Failure 4: Dropped one constraint line — to keep the prompt short, cut No duplicate text. Result: the headline area showed two identical "AI 训练营" — one in the proper spot, the other blurred in the background like a watermark. Don't drop any of the four constraint lines.

One-line memory aid

Double quotes + role hints + position/color + constraints

All four done = 99% accuracy. Skip any one and it drops to 75%.

When you finish writing a prompt, audit it against these four. Whichever's missing, add it. You'll rarely have a misfire.

Real experience at JR Academy

In 4 weeks we made 200+ images with Chinese text — posters, Xiaohongshu covers, course banners, in-article visuals.
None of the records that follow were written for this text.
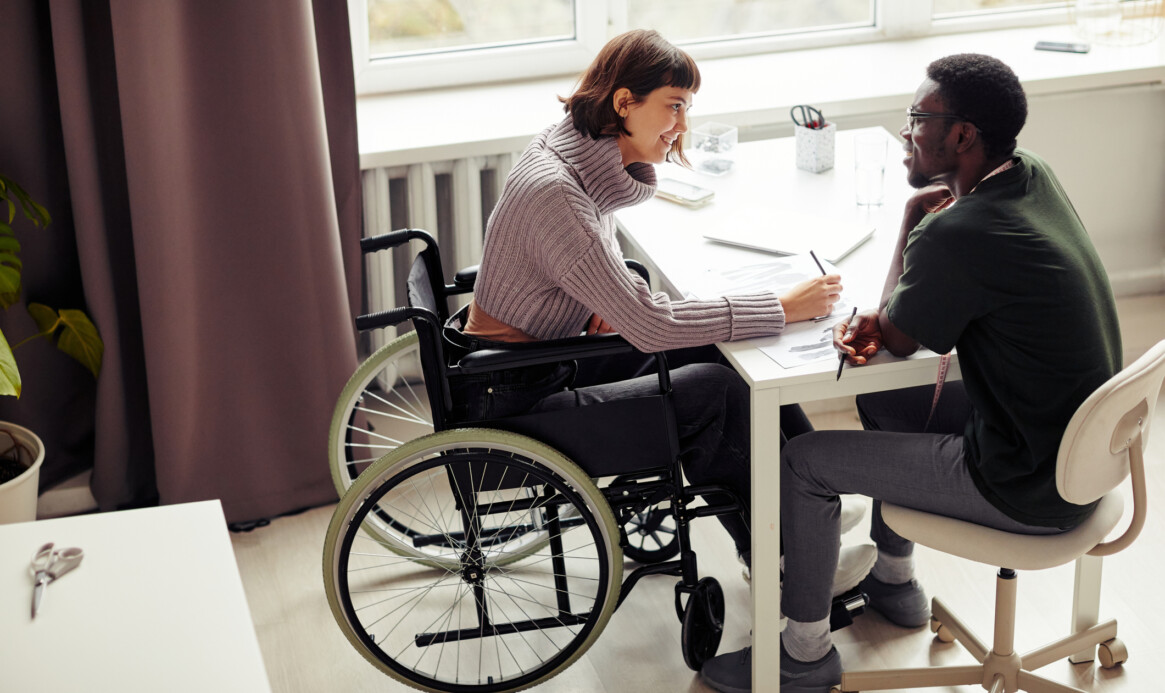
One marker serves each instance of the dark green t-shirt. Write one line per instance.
(1009, 276)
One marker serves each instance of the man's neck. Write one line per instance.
(971, 176)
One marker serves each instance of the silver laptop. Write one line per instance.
(830, 239)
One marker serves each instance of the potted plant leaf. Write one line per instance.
(21, 452)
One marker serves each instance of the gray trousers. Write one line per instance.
(891, 460)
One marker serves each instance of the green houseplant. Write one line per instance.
(21, 451)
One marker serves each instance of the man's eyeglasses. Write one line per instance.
(913, 117)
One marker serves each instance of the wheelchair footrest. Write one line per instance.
(846, 606)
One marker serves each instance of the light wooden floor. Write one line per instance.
(305, 651)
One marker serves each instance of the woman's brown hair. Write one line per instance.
(642, 61)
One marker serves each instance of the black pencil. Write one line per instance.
(819, 266)
(841, 355)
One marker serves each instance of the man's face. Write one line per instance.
(930, 141)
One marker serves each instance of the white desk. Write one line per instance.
(156, 605)
(669, 238)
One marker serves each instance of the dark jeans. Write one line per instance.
(710, 398)
(891, 460)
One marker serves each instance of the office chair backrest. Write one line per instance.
(1105, 440)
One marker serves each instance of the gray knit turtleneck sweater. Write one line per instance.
(551, 259)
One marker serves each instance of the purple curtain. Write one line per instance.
(204, 155)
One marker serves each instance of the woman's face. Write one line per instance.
(654, 124)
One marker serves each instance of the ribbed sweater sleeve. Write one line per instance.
(551, 259)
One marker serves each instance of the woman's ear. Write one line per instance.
(621, 100)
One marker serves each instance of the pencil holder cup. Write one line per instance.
(814, 147)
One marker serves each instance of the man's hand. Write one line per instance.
(858, 339)
(930, 199)
(598, 325)
(812, 298)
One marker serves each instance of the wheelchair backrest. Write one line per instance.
(426, 291)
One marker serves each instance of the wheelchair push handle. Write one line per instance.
(390, 317)
(395, 238)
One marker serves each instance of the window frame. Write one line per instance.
(597, 21)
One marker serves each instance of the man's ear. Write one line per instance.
(621, 100)
(968, 135)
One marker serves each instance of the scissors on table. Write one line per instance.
(806, 117)
(49, 565)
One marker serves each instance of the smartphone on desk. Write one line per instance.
(684, 193)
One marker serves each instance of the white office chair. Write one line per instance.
(1103, 444)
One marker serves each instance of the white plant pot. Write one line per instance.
(18, 497)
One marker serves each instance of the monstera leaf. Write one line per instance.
(77, 336)
(70, 330)
(9, 376)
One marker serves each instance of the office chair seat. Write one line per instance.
(982, 544)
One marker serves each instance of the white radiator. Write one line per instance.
(450, 199)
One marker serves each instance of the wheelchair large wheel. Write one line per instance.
(383, 405)
(472, 623)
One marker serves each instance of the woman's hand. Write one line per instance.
(858, 339)
(598, 325)
(812, 298)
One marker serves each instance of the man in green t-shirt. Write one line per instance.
(994, 261)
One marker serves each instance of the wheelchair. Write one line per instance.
(487, 556)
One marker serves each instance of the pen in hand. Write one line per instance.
(841, 355)
(819, 266)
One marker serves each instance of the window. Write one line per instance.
(964, 7)
(409, 44)
(687, 21)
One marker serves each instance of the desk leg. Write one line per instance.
(765, 454)
(1086, 601)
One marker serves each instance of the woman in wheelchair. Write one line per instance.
(485, 551)
(551, 268)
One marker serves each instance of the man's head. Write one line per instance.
(968, 106)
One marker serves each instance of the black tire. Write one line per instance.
(417, 620)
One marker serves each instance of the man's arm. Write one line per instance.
(873, 330)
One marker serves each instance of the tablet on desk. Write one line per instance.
(831, 239)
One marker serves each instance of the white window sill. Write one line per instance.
(846, 83)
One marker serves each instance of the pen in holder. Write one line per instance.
(814, 147)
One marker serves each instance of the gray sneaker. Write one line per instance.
(903, 605)
(733, 672)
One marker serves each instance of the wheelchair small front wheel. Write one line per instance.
(704, 623)
(651, 536)
(463, 620)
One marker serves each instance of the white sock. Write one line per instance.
(806, 642)
(894, 570)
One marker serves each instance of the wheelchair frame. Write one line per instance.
(544, 444)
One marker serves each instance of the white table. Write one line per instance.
(156, 605)
(763, 183)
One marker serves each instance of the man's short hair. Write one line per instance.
(986, 92)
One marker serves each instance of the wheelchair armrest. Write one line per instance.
(466, 277)
(535, 353)
(637, 268)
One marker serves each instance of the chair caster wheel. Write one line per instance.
(1111, 653)
(941, 631)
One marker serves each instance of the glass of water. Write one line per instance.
(869, 168)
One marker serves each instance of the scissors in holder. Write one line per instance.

Chinese text accuracy curve:

Week	Chinese text accuracy	Main reason
Week 1	78%	Pure intuition prompts, often missed Rules 3 / 4
Week 2	86%	Team built a "four iron rules checklist", referenced before each image
Week 3	92%	Added hex colors + made position words specific
Week 4	96%	Complex Chinese always on high tier + 200% zoom verification

That's an 18-point jump, and it wasn't because the model got smarter — gpt-image-2 didn't update during those 4 weeks. It was prompt practice converging on the four iron rules. In other words, going from 78% to 96% is a prompt-craft dividend, not a model dividend.

Translation: you don't have to wait for a model upgrade. Burn the four iron rules into your prompting habit today, and tomorrow's images come out 15-20% more accurate than today's.

Next up

Got text rendering down? The next thing to drill is posters. Ch 07 applies these four text rules to three poster types: event KV / e-commerce hero / course covers. Each comes with full prompt templates and recovery workflows. Read it through and you can ship a production-ready Chinese poster in 6 minutes.
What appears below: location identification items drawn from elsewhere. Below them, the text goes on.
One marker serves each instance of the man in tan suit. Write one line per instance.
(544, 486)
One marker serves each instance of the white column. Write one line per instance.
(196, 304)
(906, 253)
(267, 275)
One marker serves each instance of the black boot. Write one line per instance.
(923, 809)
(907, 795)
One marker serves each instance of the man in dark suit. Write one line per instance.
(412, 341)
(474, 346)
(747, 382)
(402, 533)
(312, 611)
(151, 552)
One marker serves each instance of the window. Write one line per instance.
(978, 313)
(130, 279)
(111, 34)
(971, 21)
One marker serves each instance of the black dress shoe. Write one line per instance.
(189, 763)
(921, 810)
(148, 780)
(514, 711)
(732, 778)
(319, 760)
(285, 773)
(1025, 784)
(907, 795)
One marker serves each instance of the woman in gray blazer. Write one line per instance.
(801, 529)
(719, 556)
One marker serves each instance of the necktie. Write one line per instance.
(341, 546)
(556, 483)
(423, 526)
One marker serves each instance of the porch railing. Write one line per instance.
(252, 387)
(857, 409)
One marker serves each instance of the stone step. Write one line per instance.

If you want to drill text rendering first:

Take the full prompt from this chapter's mixed Chinese/English example
Swap the headline + subtitle + style block
Generate 8 images, pick 1
If the text is wrong, run through "4 real failures" line by line
Once muscle memory kicks in, Rules 1-4 flow as naturally as breathing

📷 Real text rendering case studies

The 3 example sets below come from awesome-gpt-image (CC BY 4.0). Each is a "boundary test" for text rendering — proof the iron rules really do hold 99% accuracy.

Case 1: Tiny text on a single grain of rice (extreme test)
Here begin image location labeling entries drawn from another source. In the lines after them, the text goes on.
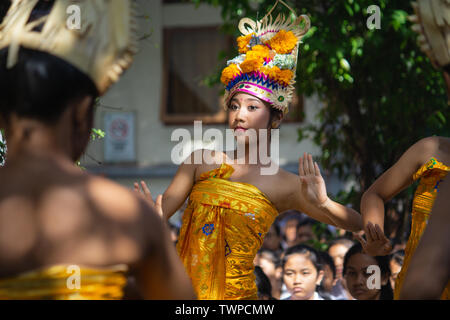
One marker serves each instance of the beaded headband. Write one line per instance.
(267, 62)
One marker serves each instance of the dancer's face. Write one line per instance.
(247, 112)
(301, 277)
(357, 276)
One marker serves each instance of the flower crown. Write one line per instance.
(102, 46)
(268, 57)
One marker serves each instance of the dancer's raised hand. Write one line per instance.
(376, 244)
(147, 195)
(313, 185)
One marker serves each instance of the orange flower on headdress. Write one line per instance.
(283, 76)
(259, 51)
(243, 42)
(270, 72)
(229, 73)
(255, 58)
(283, 42)
(250, 65)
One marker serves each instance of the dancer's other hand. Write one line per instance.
(147, 195)
(377, 244)
(313, 185)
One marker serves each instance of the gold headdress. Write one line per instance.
(268, 57)
(102, 46)
(432, 22)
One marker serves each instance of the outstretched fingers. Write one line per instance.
(316, 170)
(159, 205)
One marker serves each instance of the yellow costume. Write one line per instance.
(223, 228)
(61, 283)
(430, 175)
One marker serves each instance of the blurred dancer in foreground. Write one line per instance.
(65, 234)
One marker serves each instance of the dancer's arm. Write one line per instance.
(160, 275)
(429, 269)
(178, 190)
(310, 197)
(392, 182)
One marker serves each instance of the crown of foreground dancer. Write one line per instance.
(432, 22)
(268, 57)
(102, 47)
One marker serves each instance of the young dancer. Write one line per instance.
(65, 234)
(231, 204)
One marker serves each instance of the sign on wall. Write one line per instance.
(119, 138)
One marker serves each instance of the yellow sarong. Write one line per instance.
(223, 227)
(62, 282)
(431, 174)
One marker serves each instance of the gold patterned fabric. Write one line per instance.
(431, 174)
(223, 227)
(61, 283)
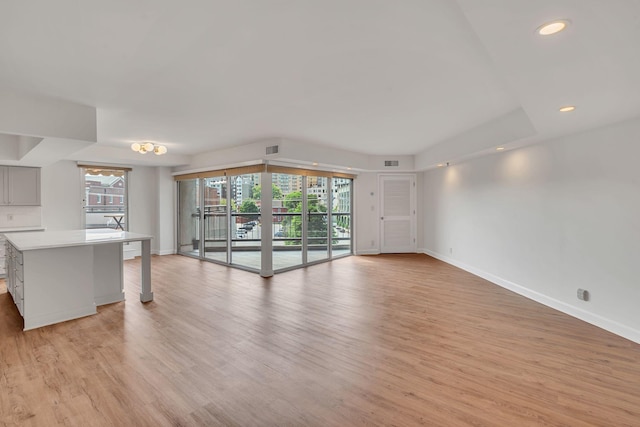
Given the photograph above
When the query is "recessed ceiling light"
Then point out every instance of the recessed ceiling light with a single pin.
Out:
(552, 27)
(567, 108)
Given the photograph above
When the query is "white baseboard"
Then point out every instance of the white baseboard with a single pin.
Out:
(368, 252)
(594, 319)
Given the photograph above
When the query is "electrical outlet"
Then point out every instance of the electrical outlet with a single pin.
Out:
(583, 295)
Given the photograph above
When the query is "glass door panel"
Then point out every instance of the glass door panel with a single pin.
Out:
(216, 225)
(317, 233)
(245, 228)
(189, 217)
(287, 220)
(341, 217)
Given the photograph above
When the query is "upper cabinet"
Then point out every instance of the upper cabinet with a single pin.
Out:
(19, 186)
Rice Grain Micro Typography

Prompt:

A massive pile of rice, and on one single grain of rice there is tiny text that reads "wOw"

This is the limit test for text rendering — writing "wOw" on a single grain of rice. Not only did the model nail it, the mixed-case W-o-W came out exact. Pixel-level text precision like this — previous-generation models never got close. "wOw" uses Rule 1 (double quotes around literal text); the prompt has no role hint or position word because the scene is too tiny — a textbook case of simple prompt + extreme reasoning.

📷 Creator: @adonis_singh · Curated by: awesome-gpt-image

Case 2: Chinese calligraphy practice sheets (4 styles)

王羲之体	草书	行书	楷书

Prompt:

Generate a calligraphy copybook practice sheet in [script style]

Swap [script style] for a specific script (王羲之体 / 草书 / 行书 / 楷书) and you get four distinct calligraphy styles. The Chinese stroke structure + composition + character traits all match — fine-grained typographic language the model has clearly "absorbed". This is a live demo of the Chinese-specific font vocabulary in §3.

📷 Creator: @MrLarus · Curated by: awesome-gpt-image

Case 3: Text-heavy Chinese layout stress test

校园周报	餐厅菜单	教科书页	老黄历

Prompt:

Generate an image of [scene / content]

Four text-dense Chinese layout scenes: weekly paper / menu / textbook page / almanac. For "the whole image is text" scenarios, you can hit 99% accuracy on usable output. For production use, pass in exact copy (menu items) or a reference image — results get even more stable.

📷 Creator: @MrLarus · Curated by: awesome-gpt-image

❓ 常见问题

关于本章主题最常被搜索的问题，点击展开答案

gpt-image-2 怎么写中文不出错？

四条铁律：① 字面文字必须用双引号 ② 用 role hint 控制层级（headline / subhead / footer）③ 显式位置 + 颜色 + 字体风格 ④ 末尾加 4 句约束（exact text only / no extra words / no duplicate / no watermarks）。

复杂中文字怎么稳？

用 high quality 档（$0.211/张）+ 出图后 200% 放大逐字核对 + 必要时 Photopea / Figma 后期覆盖打字层。复杂笔画字（"嬴" / "鬱" / "龘"）准确率掉到 80%，能用同义简单字代替就代替。

中文海报为什么不要写 Japanese aesthetic？

国家级风格词会让模型加该国文字元素。"Japanese aesthetic" 触发模型在中文标题里混入 "だ" / "ろ" / "ん" 等假名。改成 "Chinese minimalist" 或 "editorial Asian aesthetic" 就避开。